The deal has to clear the North Carolina Utilities Commission, Hart-Scott-Rodino and a majority of Piedmont's outstanding shares, but is expected to close by the end of next year.

Duke said it plans to pay for it with debt, $500 million to $750 million in newly issued equity and other cash sources. It already has a fully underwritten bridge facility from Barclays.

Some analysts thought the deal was pricey, coming in at a multiple much higher than where Duke is trading. On a conference call with analysts and investors, Maura Shaughnessy, a manager of MFS Investment Management's Utilities Fund, estimates the deal came at 30 times future earnings and 4 times book value. "It's quite a head-scratcher for me," she said.

Paul Patterson, an analyst at Glenrock Associates, told The Deal that the premium is "considerable but I think the deal illustrates the attractiveness of utility regulated returns versus the cost of capital that is available to finance such an acquisition."

Good didn't address the high premium head-on, but said the company is looking to expand its natural gas assets as it reduces its exposure to coal. "It's in our backyard and provides a platform for further expansion," she said. "We look forward to returning great returns to our shareholders in dividends and in growth."

Good said synergies were not part of the company's upfront analysis on the transaction but said the company has been successful at integrating businesses, "and that's our objective."

Duke management also didn't rule out taking on debt at the corporate level but said it wants to maintain its balance sheet strength. It also doesn't plan to sell assets to help fund the deal and isn't looking at any other natural gas acquisitions at the moment.

When asked about its international assets, which have been suffering recently and made its 4% to 6% growth target difficult, Good said management would be analyzing the entire company "to position it for growth."

Piedmont began operations in 1951 in Charlotte, where Duke was founded in 1904. Duke said both companies played leading roles in supporting economic development in the Carolinas and establishing the Charlotte region as a major hub for energy companies. In 2002 some of Piedmont's assets were picked up from Progress Energy -- now part of Duke -- for $425 million.

Duke and Piedmont are already partners in the $5 billion Atlantic Coast Pipeline, which will be the first major natural gas pipeline to serve eastern North Carolina. Duke will own 40% of the pipeline and Piedmont will hold 10%, while Dominion Resources (D - Get Report) will have 45% and AGL Resources (GAS) will have 5%. AGL is in the midst of being purchased by Southern Co. (SO - Get Report) for $8 billion.

Piedmont will keep its name, operate as a business unit of Duke and maintain its presence and in southeast Charlotte, Duke said. Duke and Piedmont plan to keep their current levels of community involvement and charitable giving.

Duke expects to add one member of Piedmont's board to its board after the transaction closes and an existing member of Piedmont's management will lead Duke's natural gas operations in the Carolinas, Tennessee, Ohio and Kentucky, reporting to Good. Duke didn't say who that person would be.

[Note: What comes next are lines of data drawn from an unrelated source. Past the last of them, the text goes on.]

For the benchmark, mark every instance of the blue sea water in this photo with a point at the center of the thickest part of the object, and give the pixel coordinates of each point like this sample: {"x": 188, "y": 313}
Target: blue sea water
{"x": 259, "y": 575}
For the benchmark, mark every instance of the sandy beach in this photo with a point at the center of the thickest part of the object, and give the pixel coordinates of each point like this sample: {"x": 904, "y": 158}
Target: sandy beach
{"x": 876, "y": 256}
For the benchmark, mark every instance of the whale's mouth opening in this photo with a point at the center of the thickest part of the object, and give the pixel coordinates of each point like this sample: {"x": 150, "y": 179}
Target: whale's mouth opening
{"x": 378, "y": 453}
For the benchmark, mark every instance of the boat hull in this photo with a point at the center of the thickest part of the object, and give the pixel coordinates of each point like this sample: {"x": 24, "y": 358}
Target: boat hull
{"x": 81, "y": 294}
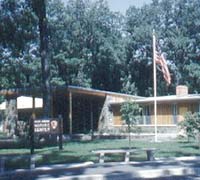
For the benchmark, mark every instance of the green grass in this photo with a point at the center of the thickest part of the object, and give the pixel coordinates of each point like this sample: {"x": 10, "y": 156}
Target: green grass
{"x": 81, "y": 151}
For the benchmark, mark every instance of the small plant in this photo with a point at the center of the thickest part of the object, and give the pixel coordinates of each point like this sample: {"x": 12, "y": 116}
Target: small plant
{"x": 130, "y": 114}
{"x": 191, "y": 125}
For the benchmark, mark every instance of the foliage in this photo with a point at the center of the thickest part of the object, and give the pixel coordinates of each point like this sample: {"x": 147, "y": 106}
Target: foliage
{"x": 130, "y": 114}
{"x": 191, "y": 125}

Duke Energy is the largest electric power holding company in the U.S., with 7.3 million electric customers in six states in the Southeast and Midwest and commercial power and international energy business segments owning and operating power generation assets in North America and Latin America.

Duke has been expanding its portfolio of renewable energy assets in the U.S. recently. This past summer it picked up two solar power projects in California from Kruger Energy, a 20-megawatt solar power project in Shawboro, N.C., from Ecoplexus, and solar provider Stellar Energy from solar distributor Soligent Holdings, all for undisclosed sums. And this past month it bought a 50% stake in Mesquite Creek Wind, a 211-megawatt wind power project near Lamesa, Texas, through a joint venture partnership with Sumitomo Corp. of Americas. Duke and Sumitomo also share ownership of the 131-megawatt Cimarron II and 168-megawatt Ironwood wind power projects in Kansas.

Last week Duke said it bought a majority stake in Five Peaks Capital Management-backed Phoenix Energy Technologies, a provider of energy management systems and services for commercial customers, for an undisclosed sum.